Data mining has evolved from a need to make sense of the enormous amounts of data generated by organizations. But data mining comes with its own cost, including possible threats to the confidentiality and privacy of individuals. This chapter presents a background on privacy-preserving data mining (PPDM) and the related field of statistical disclosure limitation (SDL). We then focus on privacy-preserving estimation (PPE) and the need for a data-centric approach (DCA) to PPDM. The chapter concludes by presenting some possible future trends.
The maturity of information, telecommunications, storage and database technologies, have facilitated the collection, transmission and storage of huge amounts of raw data, unimagined until a few years ago. For raw data to be utilized, they must be processed and transformed into information and knowledge that have added value, such as helping to accomplish tasks more effectively and efficiently. Data mining techniques and algorithms attempt to aid decision making by analyzing stored data to find useful patterns and to build decision-support models. These extracted patterns and models help to reduce the uncertainty in decision-making environments.
Frequently, data may have sensitive information about previously surveyed human subjects. This raises many questions about the privacy and confidentiality of individuals (Grupe, Kuechler, & Sweeney, 2002). Sometimes these concerns result in people refusing to share personal information, or worse, providing wrong data.
Many laws emphasize the importance of privacy and define the limits of legal uses of collected data. In the healthcare domain, for example, the U.S. Department of Health and Human Services (DHHS) added new standards and regulations to the Health Insurance Portability and Accountability Act of 1996 (HIPAA) to protect “the privacy of certain individually identifiable health data” (HIPAA, 2003). Grupe et al. (2002, Exhibit 1, p. 65) listed a dozen privacy-related legislative acts issued between 1970 and 2000 in the United States.

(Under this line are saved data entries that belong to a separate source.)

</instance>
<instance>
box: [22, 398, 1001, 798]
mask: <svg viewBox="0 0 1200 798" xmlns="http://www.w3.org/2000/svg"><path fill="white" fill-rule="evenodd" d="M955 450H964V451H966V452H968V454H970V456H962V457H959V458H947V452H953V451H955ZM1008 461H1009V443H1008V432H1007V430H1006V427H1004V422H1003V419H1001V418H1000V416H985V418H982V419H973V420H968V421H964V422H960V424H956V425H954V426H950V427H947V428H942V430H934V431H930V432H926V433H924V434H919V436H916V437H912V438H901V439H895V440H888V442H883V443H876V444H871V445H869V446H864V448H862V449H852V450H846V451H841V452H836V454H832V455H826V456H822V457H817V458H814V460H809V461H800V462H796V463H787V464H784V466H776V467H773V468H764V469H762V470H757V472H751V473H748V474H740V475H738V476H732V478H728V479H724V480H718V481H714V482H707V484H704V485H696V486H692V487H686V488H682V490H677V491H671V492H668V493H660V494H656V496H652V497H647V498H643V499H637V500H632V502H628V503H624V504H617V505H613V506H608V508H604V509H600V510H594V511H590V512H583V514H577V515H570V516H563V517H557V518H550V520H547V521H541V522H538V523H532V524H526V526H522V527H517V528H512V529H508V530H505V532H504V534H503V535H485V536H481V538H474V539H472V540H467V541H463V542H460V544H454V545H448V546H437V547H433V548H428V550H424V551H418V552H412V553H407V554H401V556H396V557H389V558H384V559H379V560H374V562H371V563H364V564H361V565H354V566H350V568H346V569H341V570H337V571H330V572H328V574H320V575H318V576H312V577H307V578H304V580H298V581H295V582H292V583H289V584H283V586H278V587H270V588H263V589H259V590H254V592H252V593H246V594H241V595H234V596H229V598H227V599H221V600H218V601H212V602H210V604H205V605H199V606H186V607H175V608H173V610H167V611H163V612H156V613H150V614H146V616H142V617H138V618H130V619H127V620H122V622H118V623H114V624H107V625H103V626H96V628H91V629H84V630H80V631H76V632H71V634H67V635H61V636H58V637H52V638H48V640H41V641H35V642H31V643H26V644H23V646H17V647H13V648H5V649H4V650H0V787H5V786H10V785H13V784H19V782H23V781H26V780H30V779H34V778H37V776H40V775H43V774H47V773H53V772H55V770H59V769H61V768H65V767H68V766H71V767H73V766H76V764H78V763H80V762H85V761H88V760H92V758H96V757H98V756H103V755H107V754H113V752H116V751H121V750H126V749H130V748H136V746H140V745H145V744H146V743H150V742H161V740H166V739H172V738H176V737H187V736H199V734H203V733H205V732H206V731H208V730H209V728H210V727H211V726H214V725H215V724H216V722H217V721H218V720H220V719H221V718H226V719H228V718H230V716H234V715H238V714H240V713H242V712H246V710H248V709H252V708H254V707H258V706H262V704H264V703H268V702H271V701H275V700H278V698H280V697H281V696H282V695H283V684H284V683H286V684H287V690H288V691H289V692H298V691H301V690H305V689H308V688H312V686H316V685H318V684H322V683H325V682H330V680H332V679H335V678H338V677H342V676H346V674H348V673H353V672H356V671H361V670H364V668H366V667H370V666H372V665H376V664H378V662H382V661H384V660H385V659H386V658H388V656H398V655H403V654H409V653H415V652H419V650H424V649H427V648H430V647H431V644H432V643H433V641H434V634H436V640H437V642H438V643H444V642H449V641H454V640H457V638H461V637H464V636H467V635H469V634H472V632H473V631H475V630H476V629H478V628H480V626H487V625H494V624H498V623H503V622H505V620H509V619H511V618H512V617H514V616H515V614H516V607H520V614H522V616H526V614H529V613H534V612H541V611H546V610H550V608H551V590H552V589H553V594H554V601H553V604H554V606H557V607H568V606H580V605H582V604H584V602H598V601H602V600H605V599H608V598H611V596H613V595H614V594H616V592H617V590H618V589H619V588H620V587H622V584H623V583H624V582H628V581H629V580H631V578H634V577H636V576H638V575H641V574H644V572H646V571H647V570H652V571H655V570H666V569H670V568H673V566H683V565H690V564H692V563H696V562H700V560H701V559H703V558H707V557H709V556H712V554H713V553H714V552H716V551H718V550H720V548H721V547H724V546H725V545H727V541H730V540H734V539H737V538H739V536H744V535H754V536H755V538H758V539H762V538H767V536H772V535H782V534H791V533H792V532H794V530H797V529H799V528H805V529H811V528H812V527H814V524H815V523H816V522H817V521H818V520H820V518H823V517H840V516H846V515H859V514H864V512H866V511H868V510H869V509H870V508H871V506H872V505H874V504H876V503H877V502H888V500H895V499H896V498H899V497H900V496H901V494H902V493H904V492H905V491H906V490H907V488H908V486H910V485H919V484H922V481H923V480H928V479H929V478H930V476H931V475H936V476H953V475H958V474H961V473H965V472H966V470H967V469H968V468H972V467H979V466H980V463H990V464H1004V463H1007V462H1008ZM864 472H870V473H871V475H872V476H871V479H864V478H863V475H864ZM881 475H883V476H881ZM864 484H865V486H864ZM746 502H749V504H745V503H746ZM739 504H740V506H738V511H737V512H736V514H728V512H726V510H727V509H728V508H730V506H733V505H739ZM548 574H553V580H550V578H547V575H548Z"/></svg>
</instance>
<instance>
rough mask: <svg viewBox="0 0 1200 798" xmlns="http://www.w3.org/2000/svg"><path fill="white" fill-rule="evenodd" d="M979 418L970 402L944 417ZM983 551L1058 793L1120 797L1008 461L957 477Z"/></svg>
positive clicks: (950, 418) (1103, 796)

On the other hand, these acts and concerns limit, either legally and/or ethically, the releasing of datasets for legitimate research or to obtain competitive advantage in the business domain. Statistical offices face a dilemma of legal conflict or what can be called “war of acts.” While they must protect the privacy of individuals in their datasets, they are also legally required to disseminate these datasets. The conflicting objectives of the Privacy Act of 1974 and the Freedom of Information Act is just one example of this dilemma (Fienberg, 1994). This has led to an evolution in the field of statistical disclosure limitation (SDL), also known as statistical disclosure control (SDC).

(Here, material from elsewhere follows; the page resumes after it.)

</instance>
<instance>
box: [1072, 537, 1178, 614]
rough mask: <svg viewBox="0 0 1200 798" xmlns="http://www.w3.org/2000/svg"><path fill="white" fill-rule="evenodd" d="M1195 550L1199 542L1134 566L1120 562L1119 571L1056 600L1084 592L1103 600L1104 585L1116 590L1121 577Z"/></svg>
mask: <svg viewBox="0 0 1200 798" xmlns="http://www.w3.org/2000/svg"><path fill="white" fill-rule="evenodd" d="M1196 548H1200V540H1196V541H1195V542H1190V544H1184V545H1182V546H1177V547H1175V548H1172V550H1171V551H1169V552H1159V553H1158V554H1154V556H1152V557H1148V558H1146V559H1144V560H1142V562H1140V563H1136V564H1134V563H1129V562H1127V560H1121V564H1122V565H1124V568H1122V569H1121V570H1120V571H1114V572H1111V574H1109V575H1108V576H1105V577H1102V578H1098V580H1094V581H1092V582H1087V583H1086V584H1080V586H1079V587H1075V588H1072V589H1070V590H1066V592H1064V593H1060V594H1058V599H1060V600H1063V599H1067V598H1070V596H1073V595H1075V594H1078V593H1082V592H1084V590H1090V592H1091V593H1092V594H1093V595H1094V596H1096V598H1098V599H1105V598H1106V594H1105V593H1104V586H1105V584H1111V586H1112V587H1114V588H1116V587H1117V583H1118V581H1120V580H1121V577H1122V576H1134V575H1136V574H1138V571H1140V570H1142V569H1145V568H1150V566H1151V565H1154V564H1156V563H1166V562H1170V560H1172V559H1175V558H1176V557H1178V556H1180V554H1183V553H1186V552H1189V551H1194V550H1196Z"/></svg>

SDL methods attempt to find a balance between data utility (valid analytical results) and data security (privacy and confidentiality of individuals). In general, these methods try to either (a) limit the access to the values of sensitive attributes (mainly at the individual level), or (b) mask the values of confidential attributes in datasets while maintaining the general statistical characteristics of the datasets (such as mean, standard deviation, and covariance matrix). Data perturbation methods for microdata are one class of masking methods (Willenborg & Waal, 2001).